Un combat inscrit dans un double contexte
Son combat s’inscrit dans un double contexte, d’abord celui du terrorisme. Le rappel du nombre des victimes ouvre d’ailleurs le documentaire. Le terrorisme a changé de modus operandi. Le djihadisme frappe aujourd’hui les représentants de la République (militaires, policiers), les défenseurs de ce qu’elle est (journalistes de Charlie Hebdo) et nos concitoyens sans distinction de classe et de religion. Mais sa lutte s’enracine également dans le climat, tout aussi délétère, de ce modèle d’intégration à la française qui ne fonctionne plus, et dont les déficiences nourrissent l’exclusion et peuvent conduire à la radicalisation. Ne mâchant pas ses mots, Latifa Ibn Ziaten pointe les responsabilités d’une politique publique devenue insuffisante, qui oublie d’offrir à toute une population de l’espoir, de l’intérêt et de la reconnaissance. Bien de nos collègues se reconnaîtront dans ce discours. Conséquence de ce contexte, les menaces que subit Latifa, qui doit être désormais accompagnée d’un policier. Elle offre ainsi une image de ce qu’est le courage, celui de toutes celles et de tous ceux qui servent la République, parce qu’ils y croient, en dépit de tout, envers et contre tout.

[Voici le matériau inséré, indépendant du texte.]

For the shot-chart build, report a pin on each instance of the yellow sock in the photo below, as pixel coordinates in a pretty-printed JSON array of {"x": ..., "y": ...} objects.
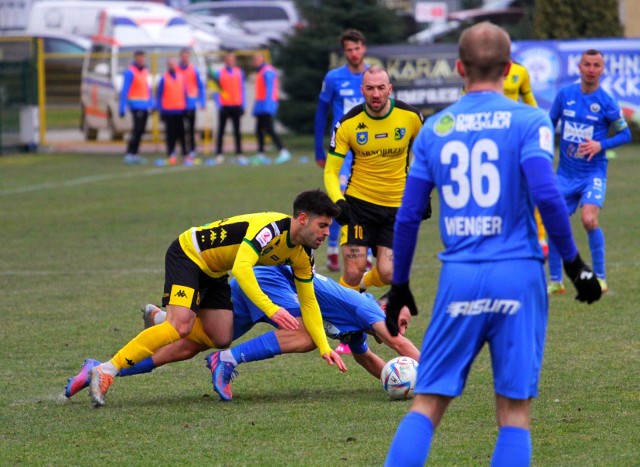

Souvent émouvant, mais jamais larmoyant, servi par une bande son adaptée, et un paysage sonore plié à la mise en scène, Latifa, le cœur au combat, est un documentaire qui est à voir. Mais il est surtout un film, dont nous autres enseignants d’histoire-géographie devons nous emparer, pour animer des séances d’EMC, pour susciter le débat et montrer ce que peut être, ce que devrait être, l’intégration dans notre société.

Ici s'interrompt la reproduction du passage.